HOLTVILLE — Though the Holtville City Council race for three open seats featured two two-term incumbents, it appeared most voters here cast their ballots in favor of a recently appointed council member and a political newcomer.
The council race also marked the first time in eight years that incumbents had faced any challengers.
Councilman Mike Pacheco, who was appointed in 2019 to fill a vacancy on the council, held a strong double-digit lead through the night and finished with 35.65 percent, or 559 votes, of the 1,568 total votes cast among 806 ballots.
Unofficial election results also strongly suggest political novice Murray Anderson will be replacing two-term councilman James Predmore, who currently serves as mayor. Anderson amassed 25.13 percent, or 394 votes total by the county’s updated tally at 5 p.m. Wednesday, Nov. 4.
The night’s third-place finish went to two-term incumbent council member Virginia “Ginger” Ward, who pulled in 350 votes, or 22.32 percent, according to county Registrar of Voters’ unofficial results.
Pacheco said his time on the council to date and his previous two years on the city’s Planning Commission likely helped sway voters in his direction. His decision to campaign door-to-door in the tight-knit city’s two precincts in advance of the election may have also provided him an electoral boost.
“A couple of the residents said I was the only one walking the streets,” Pacheco said Tuesday, Nov. 3.
With his return to the council all but assured, Pacheco’s priorities are to maintain a balanced budget and fiscal solvency. The longtime Imperial Irrigation District water manager and Holtville resident said the knowledge he has gained during his time with the commission and the council will continue to help him and the city going forward.
“Having that experience definitely helps,” Pacheco said.
As Anderson watched the election results come in on Nov. 3, he said he reserved any celebratory mood until he was able to attain about 500 votes. That figure represented the approximate number of votes the top three vote-getters had obtained during the 2018 City Council election.
The political newbie, and home health coordinator for El Centro-based AccentCare Home Health, ultimately fell short of that goal.
“I think we saw in a lot of county elections that people just want change and a different voice,” Anderson said Nov. 4. “Maybe this is Holtville’s voters’ way of getting a different voice in.”
The unofficial results revealed a close margin between Anderson and Ward, who could not immediately be reached for comment.

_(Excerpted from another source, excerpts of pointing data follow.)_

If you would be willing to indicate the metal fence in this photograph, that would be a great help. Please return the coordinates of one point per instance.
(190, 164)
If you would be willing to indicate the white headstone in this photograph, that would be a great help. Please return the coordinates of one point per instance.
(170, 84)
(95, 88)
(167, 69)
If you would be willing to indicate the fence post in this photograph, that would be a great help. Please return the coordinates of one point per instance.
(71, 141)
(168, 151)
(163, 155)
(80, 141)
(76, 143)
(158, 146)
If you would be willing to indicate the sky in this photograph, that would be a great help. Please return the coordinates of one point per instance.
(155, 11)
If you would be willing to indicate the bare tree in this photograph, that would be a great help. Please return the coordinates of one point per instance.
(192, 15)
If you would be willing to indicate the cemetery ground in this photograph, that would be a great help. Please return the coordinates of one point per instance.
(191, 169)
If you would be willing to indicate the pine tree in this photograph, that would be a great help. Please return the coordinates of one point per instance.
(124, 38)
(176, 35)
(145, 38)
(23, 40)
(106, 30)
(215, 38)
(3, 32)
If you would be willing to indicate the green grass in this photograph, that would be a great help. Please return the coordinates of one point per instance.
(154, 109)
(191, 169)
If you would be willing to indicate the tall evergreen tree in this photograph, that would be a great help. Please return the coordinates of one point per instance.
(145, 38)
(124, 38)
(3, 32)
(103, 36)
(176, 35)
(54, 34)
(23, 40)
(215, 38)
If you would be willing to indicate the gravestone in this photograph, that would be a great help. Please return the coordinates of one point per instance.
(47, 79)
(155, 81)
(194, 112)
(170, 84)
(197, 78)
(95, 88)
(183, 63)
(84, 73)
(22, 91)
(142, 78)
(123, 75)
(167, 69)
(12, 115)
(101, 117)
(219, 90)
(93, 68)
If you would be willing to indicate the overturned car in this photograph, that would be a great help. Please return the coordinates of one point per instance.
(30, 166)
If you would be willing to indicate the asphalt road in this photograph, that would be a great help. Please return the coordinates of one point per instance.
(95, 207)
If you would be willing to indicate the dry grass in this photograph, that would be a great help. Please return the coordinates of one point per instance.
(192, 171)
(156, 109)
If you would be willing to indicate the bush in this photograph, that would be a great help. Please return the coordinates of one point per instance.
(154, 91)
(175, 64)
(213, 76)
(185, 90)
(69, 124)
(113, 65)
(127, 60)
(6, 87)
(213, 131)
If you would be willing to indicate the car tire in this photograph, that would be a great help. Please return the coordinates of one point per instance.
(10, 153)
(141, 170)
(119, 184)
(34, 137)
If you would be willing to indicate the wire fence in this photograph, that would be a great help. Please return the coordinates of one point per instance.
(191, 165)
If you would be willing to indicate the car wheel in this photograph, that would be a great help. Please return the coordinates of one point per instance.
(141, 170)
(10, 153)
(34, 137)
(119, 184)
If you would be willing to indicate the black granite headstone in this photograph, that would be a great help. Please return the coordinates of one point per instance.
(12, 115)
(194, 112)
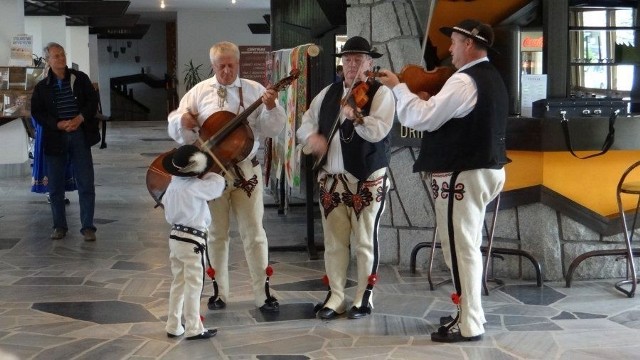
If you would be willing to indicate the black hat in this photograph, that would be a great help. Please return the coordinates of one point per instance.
(187, 161)
(480, 32)
(358, 45)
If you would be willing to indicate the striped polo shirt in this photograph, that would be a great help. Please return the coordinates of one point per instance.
(65, 101)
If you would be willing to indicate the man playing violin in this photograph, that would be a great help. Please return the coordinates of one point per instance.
(226, 91)
(351, 174)
(462, 156)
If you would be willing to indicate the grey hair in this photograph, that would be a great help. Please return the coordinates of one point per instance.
(48, 48)
(223, 48)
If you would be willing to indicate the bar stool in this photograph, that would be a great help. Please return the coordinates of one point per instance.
(488, 250)
(629, 188)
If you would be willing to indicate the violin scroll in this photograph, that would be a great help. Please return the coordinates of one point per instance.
(418, 79)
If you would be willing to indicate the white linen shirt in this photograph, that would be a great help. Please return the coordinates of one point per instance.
(185, 201)
(375, 127)
(203, 99)
(456, 99)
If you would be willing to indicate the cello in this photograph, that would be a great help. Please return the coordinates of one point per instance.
(225, 136)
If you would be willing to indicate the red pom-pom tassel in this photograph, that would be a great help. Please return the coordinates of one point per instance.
(373, 279)
(211, 272)
(325, 280)
(455, 298)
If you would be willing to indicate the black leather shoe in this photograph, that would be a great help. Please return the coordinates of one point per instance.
(58, 233)
(327, 314)
(270, 306)
(451, 337)
(358, 313)
(207, 334)
(446, 320)
(216, 303)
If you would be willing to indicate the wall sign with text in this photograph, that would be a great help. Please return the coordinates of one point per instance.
(252, 63)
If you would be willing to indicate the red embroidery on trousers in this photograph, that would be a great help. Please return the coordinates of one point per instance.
(329, 199)
(457, 191)
(363, 196)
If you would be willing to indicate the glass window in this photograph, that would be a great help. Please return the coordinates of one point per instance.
(597, 40)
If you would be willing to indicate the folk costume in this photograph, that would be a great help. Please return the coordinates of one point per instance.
(244, 193)
(54, 100)
(185, 208)
(353, 185)
(462, 157)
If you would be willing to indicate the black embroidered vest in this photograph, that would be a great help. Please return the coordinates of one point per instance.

For his part, Predmore closed the night with 265 votes, or 16.9 percent. Aside from his eight years on the council, Predmore had served a three-year stint with the city’s Planning Commission. Throughout his span of public service, he had only missed a few meetings, Predmore said during the Oct. 29 virtual candidate forum.
The county elections department is not expected to release official election results for some weeks, as it processes an untold number of mail-in and provisional ballots.